Re: [PATCH] acpi/hmat,mm/memtier: always register hmat adist calculation callback

From: Gregory Price
Date: Tue Jul 30 2024 - 12:00:24 EST


On Tue, Jul 30, 2024 at 09:12:55AM +0800, Huang, Ying wrote:
> > Right now HMAT appears to be used prescriptively, this despite the fact
> > that there was a clear intent to separate CPU-nodes and non-CPU-nodes in
> > the memory-tier code. So this patch simply realizes this intent when the
> > hints are not very reasonable.
>
> If HMAT isn't available, it's hard to put memory devices to
> appropriate memory tiers without other information. In commit
> 992bf77591cb ("mm/demotion: add support for explicit memory tiers"),
> Aneesh pointed out that it doesn't work for his system to put
> non-CPU-nodes in lower tier.
>

Per Aneesh in 992bf77591cb - The code explicitly states the intent is
to put non-CPU-nodes in a lower tier by default.

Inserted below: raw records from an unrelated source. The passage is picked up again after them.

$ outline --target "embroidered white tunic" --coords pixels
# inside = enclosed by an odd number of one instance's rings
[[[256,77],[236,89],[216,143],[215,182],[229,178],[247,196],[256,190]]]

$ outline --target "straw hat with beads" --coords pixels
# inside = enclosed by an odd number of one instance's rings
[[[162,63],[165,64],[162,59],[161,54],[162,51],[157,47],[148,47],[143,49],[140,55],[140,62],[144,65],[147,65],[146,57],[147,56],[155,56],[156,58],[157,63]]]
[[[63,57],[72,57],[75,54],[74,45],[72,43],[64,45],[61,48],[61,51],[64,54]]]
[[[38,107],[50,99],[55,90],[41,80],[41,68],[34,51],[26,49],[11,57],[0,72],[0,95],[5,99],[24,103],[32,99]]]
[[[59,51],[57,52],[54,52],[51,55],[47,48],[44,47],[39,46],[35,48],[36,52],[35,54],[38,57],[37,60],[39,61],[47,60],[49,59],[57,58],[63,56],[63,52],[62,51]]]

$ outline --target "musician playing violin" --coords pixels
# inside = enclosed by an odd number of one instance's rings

The current implementation puts all nodes with CPU into the highest
tier, and builds the tier hierarchy by establishing the per-node
demotion targets based on the distances between nodes.

This is accurate for the current code


The current tier initialization code always initializes each
memory-only NUMA node into a lower tier.

This is *broken* for the currently upstream code.

This appears to be the result of the hmat adistance callback introduction
(though it may have been broken before that).

~Gregory